This section is from the book "The Gardener's Monthly And Horticulturist V23", by Thomas Meehan. See also: Four-Season Harvest: Organic Vegetables from Your Home Garden All Year Long.
How often we hear expressions of discontent among gardeners, and who, not seldom severely censure their fathers for having been so weak-minded as to encourage their boys to become gardeners, when so many, and by far more elevating vocations stood at their pleasure; and with a long sigh they continue - I don't know where the old man's senses were when he allowed me to become a hog-ri-culturist, which has doomed me to everlasting isolation from educated society, - yes more, made me its servant, where, had my father put me to a good school, or when he took me from school, had asked what profession I wanted to choose, I might today be somebody, whereas now I am nobody - raising weeds for an old woman; what anybody can do. What anybody can do is just where the fault lies, not with gardening alone, but with all vocations. To only be able to perform the simplest part, and that part which anybody can do, deserves no credit, and the fellow is not entitled to any marked respect from an educated person. The mechanical part of all vocations is simple.
A professor that only knew the A, B, C, and only able to count up to ten, would be in the eyes of the community just what the man is that " can only grow weeds for some old woman." An architect that can only draw the lumber to the place where a man wants a house built, and have that man strike off the space, and tell him where every board is to go, cannot look for the same respect that is shown the one that furnishes plans, estimates, stakes it off, and puts up the whole house in a twinkle of an eye. A doctor that knows no more of his profession than an old woman from the country, will live just as isolated from educated society, as the gardeners "that can only grow weeds." Every vocation has its scientific points, and depends upon development by every one that takes to it, even if it is to make it his livelihood.
A professor of mathematics does not sit in his studio waiting for some one of some other profession to furnish him with solutions of problems. The chemist does not sit in his laboratory expecting the doctors to furnish him with what his duty calls for him to do. But the gardener sits in his greenhouse, and expects the professor, the chemist, the doctor, and not seldom a preacher, to tell him all that is wonderful about plants, when by rights as much of that knowledge, if not more ought to come from him. Just as life is, as you make it, just so it is with your profession. It is not the mechanical part that commands respect, it is the intellectual part; and intelligence repels involuntarily all disrespect from the ignorant, and educated alike. Let your shoes and clothes suggest ever so much a change for better ones, if you are armed with that indomitable shield of intelligence you will control more true respect, than the one in fine clothes, lily white hands, and a latest style beaver on an empty shell.

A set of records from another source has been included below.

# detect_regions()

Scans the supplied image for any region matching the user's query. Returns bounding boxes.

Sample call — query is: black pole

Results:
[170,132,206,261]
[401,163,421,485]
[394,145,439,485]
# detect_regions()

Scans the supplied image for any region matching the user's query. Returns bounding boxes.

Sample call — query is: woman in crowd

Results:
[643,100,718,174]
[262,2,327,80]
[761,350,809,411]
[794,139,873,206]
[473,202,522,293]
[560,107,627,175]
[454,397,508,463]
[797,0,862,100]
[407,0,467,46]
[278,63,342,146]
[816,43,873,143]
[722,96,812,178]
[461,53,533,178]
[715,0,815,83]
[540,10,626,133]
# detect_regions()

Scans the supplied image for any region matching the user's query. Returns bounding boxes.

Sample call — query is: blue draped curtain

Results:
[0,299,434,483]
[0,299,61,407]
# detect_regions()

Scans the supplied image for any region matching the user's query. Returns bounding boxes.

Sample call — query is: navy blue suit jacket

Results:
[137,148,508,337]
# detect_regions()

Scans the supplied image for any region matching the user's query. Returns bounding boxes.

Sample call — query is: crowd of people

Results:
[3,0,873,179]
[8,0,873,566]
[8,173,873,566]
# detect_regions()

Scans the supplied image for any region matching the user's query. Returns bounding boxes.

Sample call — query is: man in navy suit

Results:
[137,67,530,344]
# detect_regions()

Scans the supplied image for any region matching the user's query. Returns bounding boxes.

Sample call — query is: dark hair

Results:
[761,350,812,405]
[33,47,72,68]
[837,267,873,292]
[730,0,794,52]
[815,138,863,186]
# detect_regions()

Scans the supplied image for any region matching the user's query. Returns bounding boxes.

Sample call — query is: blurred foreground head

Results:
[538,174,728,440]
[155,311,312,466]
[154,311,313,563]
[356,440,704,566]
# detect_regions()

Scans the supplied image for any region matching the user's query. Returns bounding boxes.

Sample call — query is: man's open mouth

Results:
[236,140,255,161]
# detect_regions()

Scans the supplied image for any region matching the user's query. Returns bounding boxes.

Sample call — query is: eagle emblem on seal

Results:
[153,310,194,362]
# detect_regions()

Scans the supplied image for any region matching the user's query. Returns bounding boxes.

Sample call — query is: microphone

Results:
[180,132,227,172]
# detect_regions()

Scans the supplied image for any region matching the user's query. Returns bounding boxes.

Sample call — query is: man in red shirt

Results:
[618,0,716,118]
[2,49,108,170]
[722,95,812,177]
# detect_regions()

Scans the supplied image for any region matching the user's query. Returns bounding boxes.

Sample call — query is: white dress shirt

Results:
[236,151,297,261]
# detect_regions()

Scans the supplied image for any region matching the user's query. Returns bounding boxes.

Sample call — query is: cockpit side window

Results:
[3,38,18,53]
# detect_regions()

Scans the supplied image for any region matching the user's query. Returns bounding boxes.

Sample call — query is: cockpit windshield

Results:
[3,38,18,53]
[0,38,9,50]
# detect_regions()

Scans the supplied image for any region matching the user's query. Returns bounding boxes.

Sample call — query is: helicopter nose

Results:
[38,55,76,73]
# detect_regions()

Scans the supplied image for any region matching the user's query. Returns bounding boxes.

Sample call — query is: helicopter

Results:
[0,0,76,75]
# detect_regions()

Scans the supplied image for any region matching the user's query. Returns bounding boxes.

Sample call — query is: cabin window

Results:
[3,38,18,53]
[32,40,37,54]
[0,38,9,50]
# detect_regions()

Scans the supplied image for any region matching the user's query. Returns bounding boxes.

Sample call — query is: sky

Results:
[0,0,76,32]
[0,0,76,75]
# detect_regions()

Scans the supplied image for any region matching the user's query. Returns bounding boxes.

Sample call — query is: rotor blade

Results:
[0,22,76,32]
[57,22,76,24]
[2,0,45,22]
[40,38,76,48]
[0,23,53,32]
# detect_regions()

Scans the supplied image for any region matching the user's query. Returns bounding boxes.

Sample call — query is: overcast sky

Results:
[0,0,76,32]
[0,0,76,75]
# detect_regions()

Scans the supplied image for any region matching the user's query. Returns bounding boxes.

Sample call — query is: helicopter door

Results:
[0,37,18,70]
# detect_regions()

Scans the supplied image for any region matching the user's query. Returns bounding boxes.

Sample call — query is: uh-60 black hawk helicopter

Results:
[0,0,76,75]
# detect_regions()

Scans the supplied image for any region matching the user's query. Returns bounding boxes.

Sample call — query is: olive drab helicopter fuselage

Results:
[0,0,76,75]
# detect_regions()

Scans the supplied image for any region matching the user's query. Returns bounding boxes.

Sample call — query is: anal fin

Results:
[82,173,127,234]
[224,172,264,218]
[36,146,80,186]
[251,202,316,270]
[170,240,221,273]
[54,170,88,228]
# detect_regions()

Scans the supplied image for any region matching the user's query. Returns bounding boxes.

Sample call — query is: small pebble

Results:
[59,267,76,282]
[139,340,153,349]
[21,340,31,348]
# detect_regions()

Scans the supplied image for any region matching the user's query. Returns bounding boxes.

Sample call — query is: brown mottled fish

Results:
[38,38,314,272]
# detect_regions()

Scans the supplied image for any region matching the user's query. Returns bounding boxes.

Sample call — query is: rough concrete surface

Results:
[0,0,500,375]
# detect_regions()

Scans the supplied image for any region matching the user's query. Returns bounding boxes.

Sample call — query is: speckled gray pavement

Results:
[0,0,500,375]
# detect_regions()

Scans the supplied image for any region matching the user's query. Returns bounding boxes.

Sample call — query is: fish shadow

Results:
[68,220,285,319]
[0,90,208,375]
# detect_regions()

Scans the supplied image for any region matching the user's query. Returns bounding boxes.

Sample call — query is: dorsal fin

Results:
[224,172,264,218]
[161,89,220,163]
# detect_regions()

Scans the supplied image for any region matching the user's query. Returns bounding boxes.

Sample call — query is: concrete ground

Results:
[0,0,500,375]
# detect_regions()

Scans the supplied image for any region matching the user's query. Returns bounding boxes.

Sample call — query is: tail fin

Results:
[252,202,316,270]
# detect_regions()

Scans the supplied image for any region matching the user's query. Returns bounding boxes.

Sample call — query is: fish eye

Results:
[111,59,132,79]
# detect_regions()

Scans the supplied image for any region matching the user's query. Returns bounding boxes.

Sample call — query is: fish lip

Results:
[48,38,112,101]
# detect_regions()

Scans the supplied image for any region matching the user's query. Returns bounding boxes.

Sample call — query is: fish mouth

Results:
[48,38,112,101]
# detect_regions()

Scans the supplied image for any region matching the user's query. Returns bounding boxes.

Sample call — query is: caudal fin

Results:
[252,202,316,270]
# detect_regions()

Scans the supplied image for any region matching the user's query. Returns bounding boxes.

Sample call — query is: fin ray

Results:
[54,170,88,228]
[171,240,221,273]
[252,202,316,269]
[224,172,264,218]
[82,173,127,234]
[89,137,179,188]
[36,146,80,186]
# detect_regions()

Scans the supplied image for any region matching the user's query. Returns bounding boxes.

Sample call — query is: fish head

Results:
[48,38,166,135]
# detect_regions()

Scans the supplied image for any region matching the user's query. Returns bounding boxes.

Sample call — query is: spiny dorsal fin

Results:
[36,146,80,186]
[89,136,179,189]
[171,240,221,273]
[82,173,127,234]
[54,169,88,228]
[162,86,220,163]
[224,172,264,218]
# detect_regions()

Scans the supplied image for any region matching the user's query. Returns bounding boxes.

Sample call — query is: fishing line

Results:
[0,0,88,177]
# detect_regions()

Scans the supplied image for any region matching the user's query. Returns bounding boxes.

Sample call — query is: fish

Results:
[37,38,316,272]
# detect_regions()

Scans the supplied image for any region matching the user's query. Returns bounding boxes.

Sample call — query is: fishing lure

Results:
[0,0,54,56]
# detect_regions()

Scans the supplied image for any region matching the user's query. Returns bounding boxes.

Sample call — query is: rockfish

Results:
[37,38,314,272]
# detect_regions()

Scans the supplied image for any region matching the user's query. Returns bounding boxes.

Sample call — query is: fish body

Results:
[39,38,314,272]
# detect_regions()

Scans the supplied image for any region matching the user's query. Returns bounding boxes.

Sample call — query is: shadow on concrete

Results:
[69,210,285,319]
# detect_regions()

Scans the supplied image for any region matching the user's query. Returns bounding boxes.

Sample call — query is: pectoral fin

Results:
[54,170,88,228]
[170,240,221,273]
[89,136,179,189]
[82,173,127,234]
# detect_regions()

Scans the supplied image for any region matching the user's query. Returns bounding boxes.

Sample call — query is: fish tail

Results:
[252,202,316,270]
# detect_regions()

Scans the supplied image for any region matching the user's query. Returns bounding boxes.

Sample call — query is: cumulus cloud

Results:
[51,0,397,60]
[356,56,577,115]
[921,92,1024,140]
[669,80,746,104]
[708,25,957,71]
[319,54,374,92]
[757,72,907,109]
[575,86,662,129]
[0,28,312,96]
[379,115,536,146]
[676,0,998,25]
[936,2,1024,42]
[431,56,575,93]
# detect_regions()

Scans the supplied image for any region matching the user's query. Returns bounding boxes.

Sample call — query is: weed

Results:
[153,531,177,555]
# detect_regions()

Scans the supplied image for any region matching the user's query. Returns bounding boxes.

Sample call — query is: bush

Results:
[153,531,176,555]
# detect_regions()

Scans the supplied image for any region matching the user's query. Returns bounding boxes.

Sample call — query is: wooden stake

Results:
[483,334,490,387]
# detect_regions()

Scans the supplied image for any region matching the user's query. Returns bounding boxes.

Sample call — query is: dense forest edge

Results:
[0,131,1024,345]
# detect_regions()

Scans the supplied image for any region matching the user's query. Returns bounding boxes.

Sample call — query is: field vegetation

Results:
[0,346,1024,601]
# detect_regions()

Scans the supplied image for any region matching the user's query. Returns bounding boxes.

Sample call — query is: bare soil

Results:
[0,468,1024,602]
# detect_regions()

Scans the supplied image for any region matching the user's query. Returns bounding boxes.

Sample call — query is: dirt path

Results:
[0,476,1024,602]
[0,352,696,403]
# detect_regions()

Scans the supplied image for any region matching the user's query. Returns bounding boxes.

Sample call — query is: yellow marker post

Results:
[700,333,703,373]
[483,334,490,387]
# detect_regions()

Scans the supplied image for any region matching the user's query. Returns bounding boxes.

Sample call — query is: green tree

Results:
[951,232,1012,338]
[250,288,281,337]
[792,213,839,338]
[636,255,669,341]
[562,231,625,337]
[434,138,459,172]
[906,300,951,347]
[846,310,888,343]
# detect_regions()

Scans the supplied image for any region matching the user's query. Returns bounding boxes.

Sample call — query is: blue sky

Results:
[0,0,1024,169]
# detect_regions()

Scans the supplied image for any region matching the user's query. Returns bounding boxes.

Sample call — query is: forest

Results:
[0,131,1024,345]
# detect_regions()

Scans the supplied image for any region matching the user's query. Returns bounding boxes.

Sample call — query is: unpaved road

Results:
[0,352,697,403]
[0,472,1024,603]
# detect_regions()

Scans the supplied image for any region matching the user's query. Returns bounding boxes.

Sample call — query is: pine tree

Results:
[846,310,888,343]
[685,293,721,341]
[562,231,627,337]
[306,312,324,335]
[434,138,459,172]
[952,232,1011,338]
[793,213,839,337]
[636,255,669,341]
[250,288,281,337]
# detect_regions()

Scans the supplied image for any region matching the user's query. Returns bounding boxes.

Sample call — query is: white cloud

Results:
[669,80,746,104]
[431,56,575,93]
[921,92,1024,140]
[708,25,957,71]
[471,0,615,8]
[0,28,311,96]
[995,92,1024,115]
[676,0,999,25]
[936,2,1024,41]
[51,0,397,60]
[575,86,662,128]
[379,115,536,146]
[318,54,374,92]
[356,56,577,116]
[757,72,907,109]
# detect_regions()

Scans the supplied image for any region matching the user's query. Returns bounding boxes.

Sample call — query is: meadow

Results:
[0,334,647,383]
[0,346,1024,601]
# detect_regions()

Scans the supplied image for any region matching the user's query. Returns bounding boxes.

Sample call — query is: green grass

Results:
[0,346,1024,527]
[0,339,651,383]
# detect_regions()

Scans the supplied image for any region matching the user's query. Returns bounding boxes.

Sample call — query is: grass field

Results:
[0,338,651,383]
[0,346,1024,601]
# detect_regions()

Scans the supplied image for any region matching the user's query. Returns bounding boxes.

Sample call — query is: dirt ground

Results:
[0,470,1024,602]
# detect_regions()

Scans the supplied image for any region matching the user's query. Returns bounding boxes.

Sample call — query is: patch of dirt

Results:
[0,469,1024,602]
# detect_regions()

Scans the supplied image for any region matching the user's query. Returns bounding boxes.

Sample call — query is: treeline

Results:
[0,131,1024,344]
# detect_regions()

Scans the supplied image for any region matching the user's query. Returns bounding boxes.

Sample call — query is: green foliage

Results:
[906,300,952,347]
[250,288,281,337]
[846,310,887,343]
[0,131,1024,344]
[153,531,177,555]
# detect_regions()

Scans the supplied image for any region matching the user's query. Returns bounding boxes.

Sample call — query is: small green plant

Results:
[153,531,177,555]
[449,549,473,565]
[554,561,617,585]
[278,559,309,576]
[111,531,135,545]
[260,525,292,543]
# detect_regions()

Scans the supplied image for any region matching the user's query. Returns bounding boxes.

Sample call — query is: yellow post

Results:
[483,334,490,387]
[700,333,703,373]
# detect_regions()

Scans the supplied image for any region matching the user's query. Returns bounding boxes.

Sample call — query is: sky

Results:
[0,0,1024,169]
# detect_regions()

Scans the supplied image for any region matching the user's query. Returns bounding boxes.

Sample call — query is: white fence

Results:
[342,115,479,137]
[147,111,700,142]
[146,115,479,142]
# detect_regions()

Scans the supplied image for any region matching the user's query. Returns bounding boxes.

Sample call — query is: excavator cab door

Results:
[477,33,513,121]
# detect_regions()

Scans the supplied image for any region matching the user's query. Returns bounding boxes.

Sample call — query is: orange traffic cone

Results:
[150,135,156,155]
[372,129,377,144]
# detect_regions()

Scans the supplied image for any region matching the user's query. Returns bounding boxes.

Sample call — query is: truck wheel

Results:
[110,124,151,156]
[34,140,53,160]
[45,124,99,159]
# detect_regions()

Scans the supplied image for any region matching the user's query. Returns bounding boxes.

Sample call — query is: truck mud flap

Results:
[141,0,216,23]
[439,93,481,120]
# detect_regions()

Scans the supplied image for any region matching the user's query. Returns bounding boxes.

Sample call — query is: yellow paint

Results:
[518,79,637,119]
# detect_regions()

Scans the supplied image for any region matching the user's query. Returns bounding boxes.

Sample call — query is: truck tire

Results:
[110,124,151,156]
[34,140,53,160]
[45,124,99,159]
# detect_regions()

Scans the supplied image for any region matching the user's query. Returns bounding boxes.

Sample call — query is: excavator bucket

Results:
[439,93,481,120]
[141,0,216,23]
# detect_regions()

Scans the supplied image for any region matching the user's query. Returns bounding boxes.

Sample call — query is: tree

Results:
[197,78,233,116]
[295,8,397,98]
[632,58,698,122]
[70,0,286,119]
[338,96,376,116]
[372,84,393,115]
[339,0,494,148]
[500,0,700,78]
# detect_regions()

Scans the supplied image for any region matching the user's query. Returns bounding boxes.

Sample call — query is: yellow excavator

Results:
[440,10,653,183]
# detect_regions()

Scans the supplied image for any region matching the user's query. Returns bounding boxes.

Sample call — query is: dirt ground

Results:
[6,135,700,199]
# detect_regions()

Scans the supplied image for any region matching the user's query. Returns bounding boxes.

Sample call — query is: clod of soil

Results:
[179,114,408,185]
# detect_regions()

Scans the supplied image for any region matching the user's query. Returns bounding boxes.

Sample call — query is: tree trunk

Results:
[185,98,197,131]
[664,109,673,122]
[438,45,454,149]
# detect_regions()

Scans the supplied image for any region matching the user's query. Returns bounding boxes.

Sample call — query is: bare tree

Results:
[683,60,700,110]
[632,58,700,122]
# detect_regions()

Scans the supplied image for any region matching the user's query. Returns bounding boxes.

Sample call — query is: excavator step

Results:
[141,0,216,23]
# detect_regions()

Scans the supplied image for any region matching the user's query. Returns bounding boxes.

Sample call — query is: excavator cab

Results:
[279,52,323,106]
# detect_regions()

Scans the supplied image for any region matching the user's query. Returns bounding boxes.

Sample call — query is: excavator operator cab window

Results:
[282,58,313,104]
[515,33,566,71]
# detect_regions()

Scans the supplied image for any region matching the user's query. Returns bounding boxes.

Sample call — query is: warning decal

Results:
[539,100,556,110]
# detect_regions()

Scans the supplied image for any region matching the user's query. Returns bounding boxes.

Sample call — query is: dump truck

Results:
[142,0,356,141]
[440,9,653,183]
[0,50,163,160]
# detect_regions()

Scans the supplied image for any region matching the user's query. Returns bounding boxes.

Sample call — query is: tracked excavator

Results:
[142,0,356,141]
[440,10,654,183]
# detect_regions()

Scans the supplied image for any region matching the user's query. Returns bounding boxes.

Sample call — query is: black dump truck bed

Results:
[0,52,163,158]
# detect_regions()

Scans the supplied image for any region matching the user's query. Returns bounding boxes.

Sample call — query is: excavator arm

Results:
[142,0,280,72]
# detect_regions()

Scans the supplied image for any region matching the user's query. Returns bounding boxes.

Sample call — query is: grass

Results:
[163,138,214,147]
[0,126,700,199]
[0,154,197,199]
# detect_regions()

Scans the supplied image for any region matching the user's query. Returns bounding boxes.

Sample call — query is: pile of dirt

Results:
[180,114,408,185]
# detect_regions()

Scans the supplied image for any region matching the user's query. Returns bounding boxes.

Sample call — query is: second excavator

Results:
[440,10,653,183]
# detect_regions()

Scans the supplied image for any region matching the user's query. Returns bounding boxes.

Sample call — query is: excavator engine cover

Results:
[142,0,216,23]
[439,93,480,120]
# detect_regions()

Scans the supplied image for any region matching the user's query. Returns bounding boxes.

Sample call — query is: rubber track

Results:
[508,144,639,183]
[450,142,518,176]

This compels me to make the remark here, that the fault I find with our horticultural and agricultural papers is, they fail to do one thing, which they ought to consider a part of their fluty That duty is to point out the course to the young men, that they should pursue in their vocation, and hold up the fact to them, that there is more than hard work and drudgery in it; that it is a large book with many blank pages, waiting for us to fill them out, with what has not yet been discovered and revealed. Occasionally we see an article in an agricultural paper on the subject, "Why do our young men leave the farm and seek employment in our large cities?" - pointing out to them in glaring terms, how foolish they are, they should consider what a happy and healthy lot of people they "be," knowing nothing of the trials and tribulations that burden city people, and that they are the most independent class of people in the world, etc. Instead of finding out where the fault lies, they imagine one, and send an appeal to the parents. Fathers should give their boys as they grow older, some responsibility; it will make them feel more free, and inspire them with a sense of pride to do well, whatever they do.
Mothers should make home pleasant, and by way of a change, for which all young men naturally long, invite the "sisters and brothers" around, and have a little praying band in the parlor, or in any convenient building on the place; not ascertaining first if that disgusted young farmer is of praying turn of mind; if he is not, it may make farmer's life even more obnoxious. Another one in some other part of the country, probably San Francisco, knows just exactly where the fault lies, he says it is "monotony," - young men want excitement, and by the way suggest a very amusing thing which would prove a splendid nervine for young men that worked hard all day. They should start a "young men's farmer debating society," to hold meetings weekly; the coming together of all the young men (not to exclude the young ladies) of the neighborhood, would awaken new spirits, and for a time cause them to forget the hard work of the week past: it would greatly refresh them, and with renewed vigor they would "tackle" the work of the coming week; not forgetting to kindly furnish one or two interesting subjects for debate, viz., is Chinese emigration beneficial to a Christian community? Which is the mother, the hen that laid the egg, or the one that hatched it? Now such attempts to cram attachment into the young men for the farm, lasts about two months, and the Y. M. F. D. C. rolls it's eyes heavenward, and dies in solitude and bliss; and the young man hates the farm as much as ever.
As I stated before, the editors of both papers should hold up the fact to the young men that their profession demands something more besides animal power; it wants further development, and that can only be done by using the brain as well as the hands. In farming and gardening there is so much yet to learn and improve, that it cannot afford to allow any one to be idle. But this cannot be accomplished by your hands alone; the brains if you have any, must do the largest portion, the hands only execute it. The gardener and farmer should follow his profession intelligently, and it has better facilities than many vocations to make us the most intelligent people on this earth. But if we let potting a geranium and plowing up a piece of ground be the extent, and the brain only acting in accordance with the muscles, our professions will always be considered only a necessary thing, and we a harmless and useful set of fellows.